Several of the teams on our list participate in Rocket League, such as G2, Singularity, Wolves and Vitality, whilst Lazarus have competed in TrackMania. However, both championships also include some teams more prominently involved in racing, like Veloce Esports who formerly competed in Rocket League and who currently compete in TrackMania with 2018 Grand League champion Martin ‘Kappa’ Krompolc representing McLaren Shadow.
Similarly, esports racing organisation BS+COMPETITION also take part in both championships, and real world F1 team Williams made headlines earlier this year when they partnered up with gaming organisation Resolve to enter the RLCS.

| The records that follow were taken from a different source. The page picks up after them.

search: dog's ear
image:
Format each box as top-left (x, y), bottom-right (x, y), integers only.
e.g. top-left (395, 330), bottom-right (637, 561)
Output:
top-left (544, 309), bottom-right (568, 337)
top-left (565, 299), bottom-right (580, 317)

Clean, calculated, perfected. Somehow it went in 🤷— Resolve (@RSVGG) November 24, 2021
Of course we go to Game 5 where we take the win🆚Freakii and advance to the Monaco Gaming Festival Qualifier #3 final! 🏆 pic.twitter.com/P7gCj8dsTV
On the more traditional side of esports, Natus Vincere, one of the most successful Counter-Strike and Dota teams in history, are now participating in the RLCS. Speaking of Dota, two of the biggest names in that game, Alliance and Team Secret, have fielded players in the TrackMania Grand League, as have CS:GO teams BIG and Alternate Attax.
Ultimately, having big names from the esports side is just as important as big names from the racing side. It legitimises the scene, proving that the world of esports racing is very much here to stay.